Oracle in January 2018 as part of their quarterly patching schedule released a patch for critical remotely exploitable vulnerability that affects thousands of MICROS point-of-sale (POS) business solutions worldwide. The flaw has been identified with CVE-2018-2636 and is classified as having CVSS base score of 8.1 for its severity. The flaw allows anyone with access to the device to conduct a directory traversal attack. If exploited, the flaw will allow any unauthenticated user to gain access to sensitive data and receive information about various services from vulnerable MICROS workstations. Attackers can read service logs and configuration files on the vulnerable devices. Attackers can get hold of customer names, email addresses, user’s date of birth, phone numbers, total sales, debit and credit cards, and information about different promotions and discounts. In addition attackers can alter these details as well.
Oracle Micros POS devices store usernames and encrypted passwords for connecting to the database in SimphonyInstall.xml or Dbconfix.xml files. Using directory traversal attack, an attacker can gain access to these files and thus get information including DB usernames and password hashes which can then be used to grant attackers full and legitimate access to the POS system. Upon gaining access, an attacker can potentially do anything with the POS system like installing a malware to collect payment card details. A POC is also available which tries to get contents of sensitive files from the device.
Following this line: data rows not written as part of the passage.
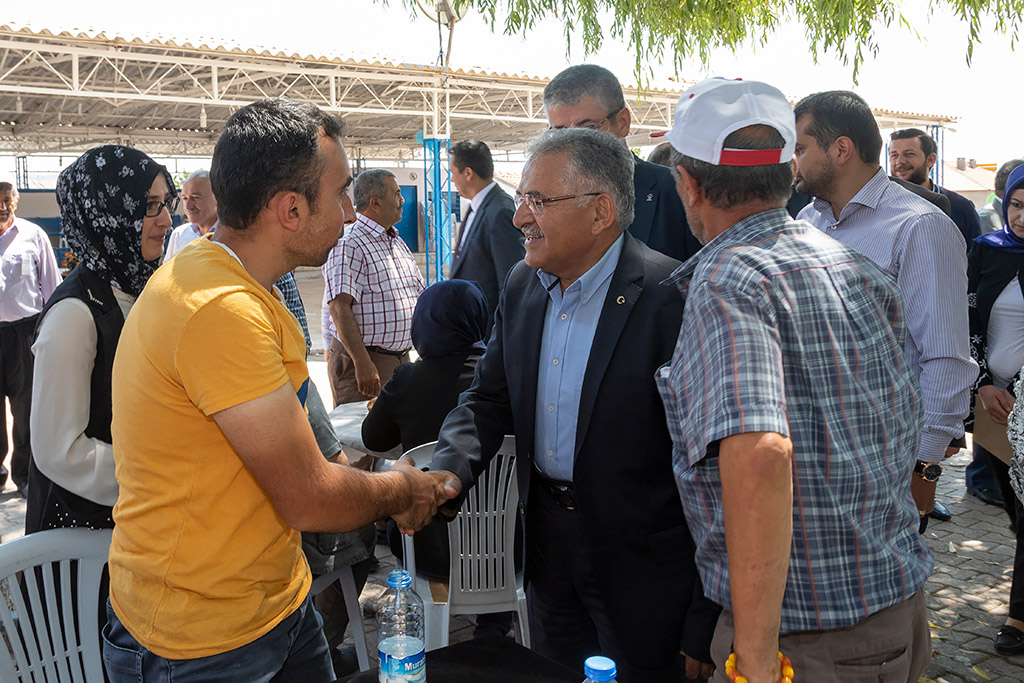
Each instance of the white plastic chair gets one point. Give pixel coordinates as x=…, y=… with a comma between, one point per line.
x=344, y=577
x=55, y=635
x=481, y=540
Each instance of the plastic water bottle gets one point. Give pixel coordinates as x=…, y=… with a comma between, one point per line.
x=399, y=632
x=599, y=670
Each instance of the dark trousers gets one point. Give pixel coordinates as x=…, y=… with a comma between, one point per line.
x=15, y=385
x=1015, y=511
x=568, y=620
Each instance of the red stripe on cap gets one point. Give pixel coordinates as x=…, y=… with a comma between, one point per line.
x=750, y=157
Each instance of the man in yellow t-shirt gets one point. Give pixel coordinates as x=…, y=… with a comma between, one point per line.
x=216, y=463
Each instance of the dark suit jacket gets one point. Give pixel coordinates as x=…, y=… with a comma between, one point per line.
x=659, y=221
x=964, y=214
x=492, y=247
x=625, y=486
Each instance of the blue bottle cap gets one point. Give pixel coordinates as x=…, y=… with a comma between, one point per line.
x=398, y=579
x=599, y=669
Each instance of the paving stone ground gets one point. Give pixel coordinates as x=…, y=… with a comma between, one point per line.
x=968, y=593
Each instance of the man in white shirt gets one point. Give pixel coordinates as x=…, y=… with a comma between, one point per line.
x=29, y=276
x=201, y=209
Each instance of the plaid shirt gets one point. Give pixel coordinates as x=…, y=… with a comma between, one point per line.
x=787, y=331
x=372, y=264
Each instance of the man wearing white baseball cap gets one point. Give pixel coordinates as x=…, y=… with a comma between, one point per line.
x=795, y=416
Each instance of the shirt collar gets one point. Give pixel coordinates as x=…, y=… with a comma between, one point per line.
x=593, y=279
x=754, y=228
x=869, y=196
x=372, y=225
x=480, y=196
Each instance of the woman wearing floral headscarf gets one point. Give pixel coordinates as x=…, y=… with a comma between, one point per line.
x=116, y=206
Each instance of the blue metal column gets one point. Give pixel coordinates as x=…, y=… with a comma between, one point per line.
x=437, y=180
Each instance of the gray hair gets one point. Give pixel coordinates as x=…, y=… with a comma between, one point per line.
x=370, y=184
x=597, y=162
x=580, y=81
x=198, y=175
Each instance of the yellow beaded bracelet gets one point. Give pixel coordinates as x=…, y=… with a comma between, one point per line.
x=736, y=677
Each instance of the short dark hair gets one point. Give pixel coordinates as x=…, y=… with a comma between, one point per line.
x=577, y=82
x=928, y=144
x=728, y=186
x=475, y=155
x=269, y=146
x=842, y=114
x=1004, y=173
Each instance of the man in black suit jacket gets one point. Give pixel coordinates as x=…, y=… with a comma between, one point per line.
x=488, y=245
x=590, y=96
x=608, y=556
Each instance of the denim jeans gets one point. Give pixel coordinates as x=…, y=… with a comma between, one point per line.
x=294, y=650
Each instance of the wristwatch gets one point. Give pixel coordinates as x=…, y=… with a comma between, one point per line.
x=928, y=471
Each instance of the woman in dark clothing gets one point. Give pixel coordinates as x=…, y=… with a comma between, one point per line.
x=449, y=327
x=116, y=207
x=995, y=303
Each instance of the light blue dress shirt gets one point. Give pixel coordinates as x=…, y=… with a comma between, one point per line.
x=569, y=325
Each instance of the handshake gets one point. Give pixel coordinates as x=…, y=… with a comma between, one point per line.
x=426, y=493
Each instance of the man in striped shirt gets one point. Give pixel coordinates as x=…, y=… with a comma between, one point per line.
x=794, y=413
x=372, y=284
x=838, y=150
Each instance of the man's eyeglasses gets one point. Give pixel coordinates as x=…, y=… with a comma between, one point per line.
x=535, y=201
x=592, y=126
x=154, y=208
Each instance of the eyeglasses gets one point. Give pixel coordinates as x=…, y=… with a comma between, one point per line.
x=154, y=208
x=535, y=201
x=592, y=126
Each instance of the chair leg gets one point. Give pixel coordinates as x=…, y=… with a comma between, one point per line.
x=523, y=625
x=354, y=617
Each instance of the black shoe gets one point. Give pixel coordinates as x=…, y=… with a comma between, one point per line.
x=1010, y=641
x=940, y=513
x=987, y=496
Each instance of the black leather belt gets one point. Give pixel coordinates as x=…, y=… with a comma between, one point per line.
x=387, y=351
x=562, y=493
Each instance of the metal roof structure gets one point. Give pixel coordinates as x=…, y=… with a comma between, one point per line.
x=66, y=91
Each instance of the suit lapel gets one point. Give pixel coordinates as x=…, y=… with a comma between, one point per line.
x=624, y=291
x=523, y=330
x=646, y=201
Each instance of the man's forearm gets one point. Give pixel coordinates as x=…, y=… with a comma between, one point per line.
x=757, y=495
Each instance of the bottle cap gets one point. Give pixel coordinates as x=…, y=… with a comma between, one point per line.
x=599, y=669
x=400, y=579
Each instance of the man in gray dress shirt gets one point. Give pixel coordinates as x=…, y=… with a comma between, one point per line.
x=838, y=150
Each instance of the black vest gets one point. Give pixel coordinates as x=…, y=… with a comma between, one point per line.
x=96, y=293
x=51, y=506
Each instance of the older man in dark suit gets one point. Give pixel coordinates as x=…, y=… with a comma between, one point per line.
x=583, y=326
x=488, y=245
x=590, y=96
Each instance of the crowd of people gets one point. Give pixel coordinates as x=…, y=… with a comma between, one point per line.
x=732, y=374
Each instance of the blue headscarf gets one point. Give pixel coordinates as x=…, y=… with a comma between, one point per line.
x=451, y=317
x=1006, y=239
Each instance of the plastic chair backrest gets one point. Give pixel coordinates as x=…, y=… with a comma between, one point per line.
x=52, y=580
x=482, y=536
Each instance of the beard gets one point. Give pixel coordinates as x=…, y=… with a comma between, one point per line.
x=820, y=185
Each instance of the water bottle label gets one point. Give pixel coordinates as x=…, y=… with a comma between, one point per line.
x=410, y=669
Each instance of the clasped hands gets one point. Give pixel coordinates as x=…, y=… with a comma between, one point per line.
x=428, y=491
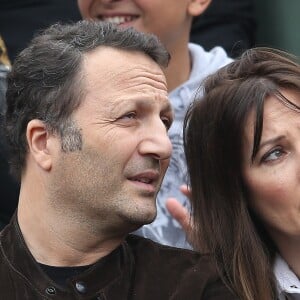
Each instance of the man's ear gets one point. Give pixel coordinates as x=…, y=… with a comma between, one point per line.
x=197, y=7
x=38, y=143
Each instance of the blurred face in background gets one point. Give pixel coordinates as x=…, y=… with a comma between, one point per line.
x=273, y=179
x=168, y=19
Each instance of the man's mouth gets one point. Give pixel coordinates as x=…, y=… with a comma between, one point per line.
x=118, y=20
x=146, y=180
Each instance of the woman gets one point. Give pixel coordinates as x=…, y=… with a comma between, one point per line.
x=242, y=143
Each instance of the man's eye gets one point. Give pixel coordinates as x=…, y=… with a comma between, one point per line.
x=273, y=155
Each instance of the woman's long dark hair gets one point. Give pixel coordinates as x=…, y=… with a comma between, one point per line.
x=213, y=135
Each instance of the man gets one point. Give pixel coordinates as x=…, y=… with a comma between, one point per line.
x=171, y=21
x=87, y=119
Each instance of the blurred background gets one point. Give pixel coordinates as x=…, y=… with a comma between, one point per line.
x=278, y=24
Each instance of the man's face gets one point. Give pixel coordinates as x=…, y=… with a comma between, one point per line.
x=168, y=19
x=123, y=120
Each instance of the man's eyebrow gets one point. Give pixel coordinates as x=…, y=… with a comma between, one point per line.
x=274, y=140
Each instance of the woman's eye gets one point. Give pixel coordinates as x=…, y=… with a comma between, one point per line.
x=273, y=155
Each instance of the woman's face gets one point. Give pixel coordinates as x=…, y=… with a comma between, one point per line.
x=273, y=178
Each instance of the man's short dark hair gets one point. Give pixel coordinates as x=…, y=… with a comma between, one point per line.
x=45, y=79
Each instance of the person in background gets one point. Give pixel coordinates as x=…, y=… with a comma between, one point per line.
x=243, y=156
x=20, y=20
x=86, y=120
x=8, y=186
x=171, y=21
x=227, y=23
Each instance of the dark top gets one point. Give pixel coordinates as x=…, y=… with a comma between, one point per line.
x=139, y=269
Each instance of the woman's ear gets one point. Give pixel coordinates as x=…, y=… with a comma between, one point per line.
x=38, y=143
x=197, y=7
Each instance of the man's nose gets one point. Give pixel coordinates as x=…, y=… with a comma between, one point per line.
x=156, y=142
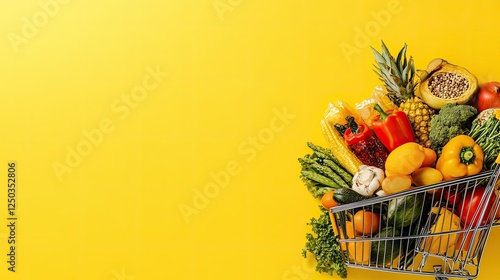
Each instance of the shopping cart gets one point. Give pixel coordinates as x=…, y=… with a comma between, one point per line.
x=418, y=230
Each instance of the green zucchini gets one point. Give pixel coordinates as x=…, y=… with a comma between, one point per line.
x=385, y=251
x=346, y=196
x=405, y=210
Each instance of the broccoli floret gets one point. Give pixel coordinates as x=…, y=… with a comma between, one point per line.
x=452, y=120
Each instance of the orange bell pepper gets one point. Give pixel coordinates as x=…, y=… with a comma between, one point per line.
x=460, y=157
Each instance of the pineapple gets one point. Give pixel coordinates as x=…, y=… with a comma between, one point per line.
x=398, y=76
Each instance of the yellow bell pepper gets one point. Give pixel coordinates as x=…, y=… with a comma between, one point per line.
x=460, y=157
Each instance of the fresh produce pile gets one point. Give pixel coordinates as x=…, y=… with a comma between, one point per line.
x=421, y=127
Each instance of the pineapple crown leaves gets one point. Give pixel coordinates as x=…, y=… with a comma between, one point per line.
x=397, y=74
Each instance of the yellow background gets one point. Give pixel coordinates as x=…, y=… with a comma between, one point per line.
x=233, y=67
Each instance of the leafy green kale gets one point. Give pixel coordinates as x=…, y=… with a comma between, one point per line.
x=452, y=120
x=324, y=246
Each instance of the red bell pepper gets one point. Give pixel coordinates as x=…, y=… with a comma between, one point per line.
x=392, y=128
x=364, y=144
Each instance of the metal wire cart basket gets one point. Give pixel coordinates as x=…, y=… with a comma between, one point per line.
x=419, y=230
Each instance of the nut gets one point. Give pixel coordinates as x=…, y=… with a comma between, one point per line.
x=448, y=85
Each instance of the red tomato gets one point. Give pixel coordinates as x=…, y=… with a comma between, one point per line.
x=327, y=200
x=470, y=204
x=488, y=96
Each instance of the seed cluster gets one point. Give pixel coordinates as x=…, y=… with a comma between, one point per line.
x=448, y=85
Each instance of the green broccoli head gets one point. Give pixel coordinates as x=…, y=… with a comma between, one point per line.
x=452, y=120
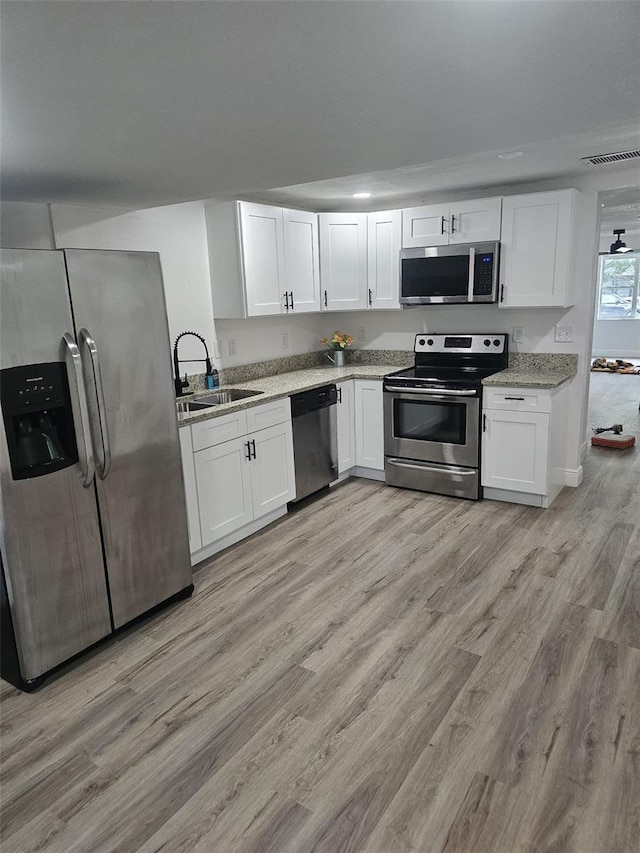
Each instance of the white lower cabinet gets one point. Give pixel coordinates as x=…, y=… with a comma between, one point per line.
x=523, y=441
x=369, y=423
x=224, y=489
x=346, y=426
x=241, y=471
x=515, y=451
x=273, y=480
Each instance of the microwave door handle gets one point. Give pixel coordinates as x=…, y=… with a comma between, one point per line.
x=472, y=267
x=86, y=338
x=85, y=449
x=439, y=394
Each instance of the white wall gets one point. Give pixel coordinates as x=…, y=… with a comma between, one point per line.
x=176, y=232
x=261, y=338
x=25, y=225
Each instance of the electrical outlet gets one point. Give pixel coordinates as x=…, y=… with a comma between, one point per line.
x=563, y=334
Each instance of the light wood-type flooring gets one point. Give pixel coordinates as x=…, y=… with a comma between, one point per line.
x=382, y=671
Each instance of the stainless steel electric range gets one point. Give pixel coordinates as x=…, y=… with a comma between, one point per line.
x=432, y=413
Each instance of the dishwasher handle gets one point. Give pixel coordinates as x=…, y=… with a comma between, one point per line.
x=311, y=401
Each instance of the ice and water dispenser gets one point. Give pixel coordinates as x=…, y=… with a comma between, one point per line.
x=38, y=420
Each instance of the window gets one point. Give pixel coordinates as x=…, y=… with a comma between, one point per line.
x=618, y=287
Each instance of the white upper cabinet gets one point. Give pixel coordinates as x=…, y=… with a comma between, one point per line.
x=425, y=226
x=474, y=221
x=383, y=241
x=360, y=260
x=343, y=260
x=262, y=235
x=302, y=290
x=263, y=260
x=537, y=235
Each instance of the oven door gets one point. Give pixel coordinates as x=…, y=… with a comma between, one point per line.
x=440, y=426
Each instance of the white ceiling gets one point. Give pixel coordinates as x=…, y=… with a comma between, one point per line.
x=139, y=104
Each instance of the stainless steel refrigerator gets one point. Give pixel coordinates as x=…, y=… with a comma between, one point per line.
x=93, y=528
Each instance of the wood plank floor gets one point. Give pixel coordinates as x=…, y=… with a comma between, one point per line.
x=381, y=671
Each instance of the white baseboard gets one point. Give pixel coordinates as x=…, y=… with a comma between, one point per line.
x=368, y=473
x=491, y=494
x=573, y=476
x=237, y=536
x=617, y=353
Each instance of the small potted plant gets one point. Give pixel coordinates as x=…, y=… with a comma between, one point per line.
x=338, y=342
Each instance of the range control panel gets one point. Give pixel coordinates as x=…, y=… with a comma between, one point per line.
x=468, y=344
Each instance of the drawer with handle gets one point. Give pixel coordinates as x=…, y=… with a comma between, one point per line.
x=518, y=399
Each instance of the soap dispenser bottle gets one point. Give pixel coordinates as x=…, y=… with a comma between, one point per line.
x=212, y=379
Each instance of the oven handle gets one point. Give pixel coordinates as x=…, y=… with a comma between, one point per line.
x=416, y=466
x=439, y=393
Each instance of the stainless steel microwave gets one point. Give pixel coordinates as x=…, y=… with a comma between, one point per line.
x=466, y=272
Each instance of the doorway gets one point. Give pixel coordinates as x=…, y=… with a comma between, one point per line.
x=614, y=386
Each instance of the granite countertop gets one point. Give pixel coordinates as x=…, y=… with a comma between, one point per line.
x=523, y=379
x=536, y=370
x=283, y=385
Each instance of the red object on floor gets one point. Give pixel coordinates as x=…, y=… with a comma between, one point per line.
x=621, y=442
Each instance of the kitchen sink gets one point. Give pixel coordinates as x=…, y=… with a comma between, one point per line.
x=228, y=396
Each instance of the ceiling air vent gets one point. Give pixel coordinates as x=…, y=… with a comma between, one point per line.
x=618, y=157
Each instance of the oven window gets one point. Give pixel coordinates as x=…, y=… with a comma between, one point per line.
x=440, y=276
x=445, y=423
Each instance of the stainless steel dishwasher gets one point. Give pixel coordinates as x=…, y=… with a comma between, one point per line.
x=315, y=439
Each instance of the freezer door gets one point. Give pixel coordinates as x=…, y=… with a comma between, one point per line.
x=49, y=533
x=120, y=315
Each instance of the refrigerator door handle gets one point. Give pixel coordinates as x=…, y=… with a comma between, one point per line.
x=87, y=464
x=102, y=470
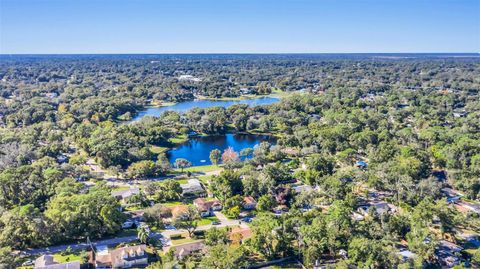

The flaw can be exploited remotely or from the local network. A number of misconfigured POS systems are available online and could be exploited if they have not been updated with Oracle’s latest patches. Many POS systems may be properly configured and not reachable over the internet, but these systems are also vulnerable. Attackers can compromise other systems on the store’s internal network, and use them as control points for the attack code. An attacker can always visit the store, find digital scales or any other device that use RJ45, connect it to Raspberry PI, scan the internal network and run the malicious exploit code.
Although Oracle has issued updates for this issue earlier in January 2018, but it will take months until the affected devices are patched as the POS systems are business critical systems and system administrators rarely schedule update operations fearing downtime and financial losses to their companies in case of an unstable patch. Moreover being business-critical and always busy, POS systems cannot be updated immediately.
Below is an example showing response of a malicious request to read micros db i.e. usernames and hashes, the vulnerable MICROS server sends back a special response with the details intended.
Affected versions of Oracle Micros Point-Of-Sale Systems:
All the currently supported versions 2.7, 2.8 and 2.9 are affected.
Apply the latest patch released by the Oracle earlier in January 2018 patch update. In addition to this this, Oracle’s January 2018 patch update also includes fixes for Spectre and Meltdown Intel processor vulnerabilities affecting certain Oracle products.